Keduanya lalu meninggalkan kursi dan ruangan itu, tapi sebelumnya Mbak Wendi izin sebentar ambil tas sama absen jari karena dia juga mau pulang. Sementara Soraya memilih buat menunggu Mbak Wendi di gedung parkiran yang letaknya ada di lantai dasar bagian Selatan dari kantor. Dengan begitu dia langsung masuk lift.

Kepalanya baru akan disandarkan ke dinding lift saat seruan terdengar dari depan memanggil namanya.

“Ayaa!!”

Soraya mengangkat kepala dan pandangannya bersamaan ke depan. Rara muncul di luar lift dengan senyum lebar sampai ke mata itu saat tak sengaja berjumpa Soraya. Wanita itu dengan girang lalu berlari masuk lift dan menyerbu Soraya dengan pelukannya.

Soraya yang tak siap dapat pelukan segera pegangan dinding lift, menahan diri supaya tak jatuh ke belakang.

“Seneng banget akhirnya ketemu lagi!” ujar Rara terus terang.

Namun, tak seterus terang Soraya yang justru terhenyak saat melihat sosoknya pun muncul di waktu bersamaan. Pria yang merusak hari bahagianya muncul di depan matanya. Berdiri dalam hening dengan tatapan yang sulit Soraya mengerti, membuat Soraya tak dapat berpaling dari mata itu.
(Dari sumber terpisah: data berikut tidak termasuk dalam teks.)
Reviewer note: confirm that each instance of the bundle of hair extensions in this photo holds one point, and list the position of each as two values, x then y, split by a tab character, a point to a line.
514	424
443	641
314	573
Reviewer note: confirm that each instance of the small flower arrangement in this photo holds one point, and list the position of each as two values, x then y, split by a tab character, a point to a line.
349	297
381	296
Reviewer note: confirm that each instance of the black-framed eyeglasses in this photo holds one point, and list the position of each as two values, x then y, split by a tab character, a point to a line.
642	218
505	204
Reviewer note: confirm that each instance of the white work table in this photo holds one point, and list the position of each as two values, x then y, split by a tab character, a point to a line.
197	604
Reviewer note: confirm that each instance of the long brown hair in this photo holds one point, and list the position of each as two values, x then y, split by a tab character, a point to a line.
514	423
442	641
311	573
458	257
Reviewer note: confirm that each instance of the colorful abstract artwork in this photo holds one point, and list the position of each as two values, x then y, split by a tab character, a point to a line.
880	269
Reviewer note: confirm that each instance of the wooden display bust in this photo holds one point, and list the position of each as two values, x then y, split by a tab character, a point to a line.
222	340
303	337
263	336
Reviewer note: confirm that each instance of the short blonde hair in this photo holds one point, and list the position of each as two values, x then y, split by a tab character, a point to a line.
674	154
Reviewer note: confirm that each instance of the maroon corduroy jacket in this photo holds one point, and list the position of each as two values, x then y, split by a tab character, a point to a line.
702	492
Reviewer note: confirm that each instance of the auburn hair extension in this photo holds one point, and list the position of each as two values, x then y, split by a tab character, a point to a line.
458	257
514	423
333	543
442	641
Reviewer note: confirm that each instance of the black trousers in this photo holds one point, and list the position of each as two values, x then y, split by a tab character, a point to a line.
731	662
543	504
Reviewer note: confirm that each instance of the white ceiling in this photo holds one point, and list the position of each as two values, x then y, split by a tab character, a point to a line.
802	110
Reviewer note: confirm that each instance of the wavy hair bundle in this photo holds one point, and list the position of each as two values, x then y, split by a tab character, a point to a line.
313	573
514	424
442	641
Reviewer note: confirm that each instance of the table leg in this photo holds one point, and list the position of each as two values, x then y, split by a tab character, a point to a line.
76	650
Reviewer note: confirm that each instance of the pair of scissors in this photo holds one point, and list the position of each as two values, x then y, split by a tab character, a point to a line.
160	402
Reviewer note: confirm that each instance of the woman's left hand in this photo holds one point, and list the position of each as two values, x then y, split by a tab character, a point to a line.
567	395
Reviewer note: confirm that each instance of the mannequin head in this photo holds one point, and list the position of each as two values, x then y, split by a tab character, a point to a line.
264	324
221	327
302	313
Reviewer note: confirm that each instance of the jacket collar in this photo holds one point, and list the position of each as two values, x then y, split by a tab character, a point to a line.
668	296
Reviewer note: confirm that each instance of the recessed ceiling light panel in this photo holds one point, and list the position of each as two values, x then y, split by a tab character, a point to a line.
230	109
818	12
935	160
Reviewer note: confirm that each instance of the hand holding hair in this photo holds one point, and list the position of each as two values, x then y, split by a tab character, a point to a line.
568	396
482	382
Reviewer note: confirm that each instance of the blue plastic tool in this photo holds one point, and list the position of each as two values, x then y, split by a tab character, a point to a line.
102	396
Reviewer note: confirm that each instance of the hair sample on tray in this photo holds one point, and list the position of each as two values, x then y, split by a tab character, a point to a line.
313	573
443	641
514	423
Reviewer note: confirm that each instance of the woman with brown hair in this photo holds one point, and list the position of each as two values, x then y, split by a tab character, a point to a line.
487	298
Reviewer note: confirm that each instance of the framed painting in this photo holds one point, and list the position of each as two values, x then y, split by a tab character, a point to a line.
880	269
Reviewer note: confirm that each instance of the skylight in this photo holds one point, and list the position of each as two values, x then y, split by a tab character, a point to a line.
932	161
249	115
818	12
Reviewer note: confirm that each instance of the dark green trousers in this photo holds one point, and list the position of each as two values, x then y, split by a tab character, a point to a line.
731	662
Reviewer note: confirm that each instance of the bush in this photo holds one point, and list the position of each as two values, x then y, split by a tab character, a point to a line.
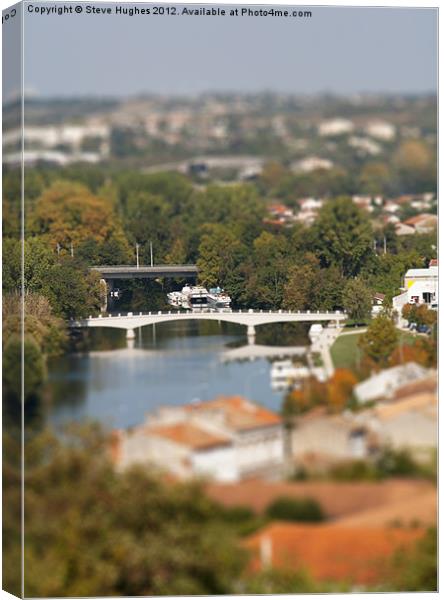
295	509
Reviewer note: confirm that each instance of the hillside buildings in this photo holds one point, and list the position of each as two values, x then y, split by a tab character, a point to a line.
420	287
226	439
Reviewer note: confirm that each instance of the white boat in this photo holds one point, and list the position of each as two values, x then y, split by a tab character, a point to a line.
284	374
218	299
198	298
175	299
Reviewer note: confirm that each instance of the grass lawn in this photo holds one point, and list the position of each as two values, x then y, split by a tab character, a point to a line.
346	354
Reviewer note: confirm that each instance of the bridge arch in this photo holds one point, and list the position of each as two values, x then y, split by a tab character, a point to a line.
249	318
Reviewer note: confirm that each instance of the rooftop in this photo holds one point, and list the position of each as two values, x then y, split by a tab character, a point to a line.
239	414
331	552
187	434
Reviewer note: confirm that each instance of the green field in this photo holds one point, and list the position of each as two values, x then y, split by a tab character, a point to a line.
346	354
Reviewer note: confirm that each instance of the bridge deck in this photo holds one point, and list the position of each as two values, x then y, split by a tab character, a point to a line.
248	318
145	272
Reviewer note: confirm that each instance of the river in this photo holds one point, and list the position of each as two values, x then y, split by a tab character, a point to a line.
172	364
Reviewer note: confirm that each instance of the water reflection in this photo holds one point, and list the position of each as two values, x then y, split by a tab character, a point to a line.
173	363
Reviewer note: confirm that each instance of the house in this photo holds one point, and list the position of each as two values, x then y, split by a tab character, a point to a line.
311	163
381	130
330	552
319	440
378	303
310	204
420	287
424	223
334	127
384	385
225	439
403	229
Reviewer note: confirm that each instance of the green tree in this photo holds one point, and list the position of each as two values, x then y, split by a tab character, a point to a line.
357	300
379	341
295	509
267	271
343	236
68	213
220	254
33	363
91	530
72	290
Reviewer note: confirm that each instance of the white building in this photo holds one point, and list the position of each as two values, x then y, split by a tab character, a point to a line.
333	127
383	385
381	130
284	374
311	163
226	439
420	287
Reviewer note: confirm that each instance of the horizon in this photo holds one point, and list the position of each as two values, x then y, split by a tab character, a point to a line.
338	50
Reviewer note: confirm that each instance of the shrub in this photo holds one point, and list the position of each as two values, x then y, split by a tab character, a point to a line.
295	509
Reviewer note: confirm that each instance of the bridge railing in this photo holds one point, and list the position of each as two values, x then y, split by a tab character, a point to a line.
250	311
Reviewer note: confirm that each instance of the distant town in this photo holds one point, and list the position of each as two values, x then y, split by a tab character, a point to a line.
235	297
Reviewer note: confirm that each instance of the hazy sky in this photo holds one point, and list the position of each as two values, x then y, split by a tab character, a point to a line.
339	50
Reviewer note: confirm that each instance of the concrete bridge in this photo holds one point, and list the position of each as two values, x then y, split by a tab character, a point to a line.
249	318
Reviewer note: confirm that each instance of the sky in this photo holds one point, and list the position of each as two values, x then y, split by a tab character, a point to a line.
339	50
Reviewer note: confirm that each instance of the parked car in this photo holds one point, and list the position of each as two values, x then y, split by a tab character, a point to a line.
423	329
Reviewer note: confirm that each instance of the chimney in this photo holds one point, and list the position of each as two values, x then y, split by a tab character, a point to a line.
266	551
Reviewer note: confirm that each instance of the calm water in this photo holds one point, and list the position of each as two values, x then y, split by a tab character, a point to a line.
174	364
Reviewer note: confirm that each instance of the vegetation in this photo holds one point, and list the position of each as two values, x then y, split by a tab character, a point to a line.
417	569
295	509
334	395
379	341
357	300
345	352
91	531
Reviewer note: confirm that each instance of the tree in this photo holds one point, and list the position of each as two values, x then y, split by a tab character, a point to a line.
267	271
287	508
343	236
68	213
91	530
33	363
340	389
379	341
309	287
220	254
72	290
357	300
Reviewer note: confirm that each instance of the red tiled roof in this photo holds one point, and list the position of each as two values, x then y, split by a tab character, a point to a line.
278	208
420	219
332	552
239	414
187	434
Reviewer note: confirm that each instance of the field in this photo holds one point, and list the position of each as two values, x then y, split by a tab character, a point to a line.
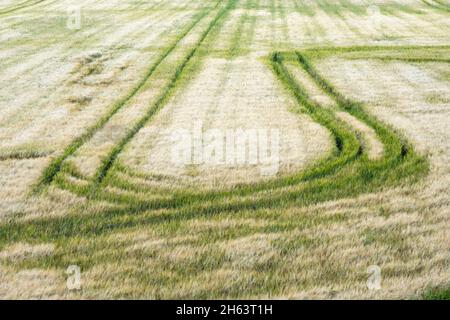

Akan tetapi, presensinya yang turut hadir bersama Rara menyebabkan perasaan Soraya makin kacau. Karena dengan begini dia pun memahami satu hal: dengan pasangan ini muncul bersamaan di tempatnya kerja, Tian jadi semakin terbuka dengan status pernikahannya bersama Rara kepada teman sekantornya.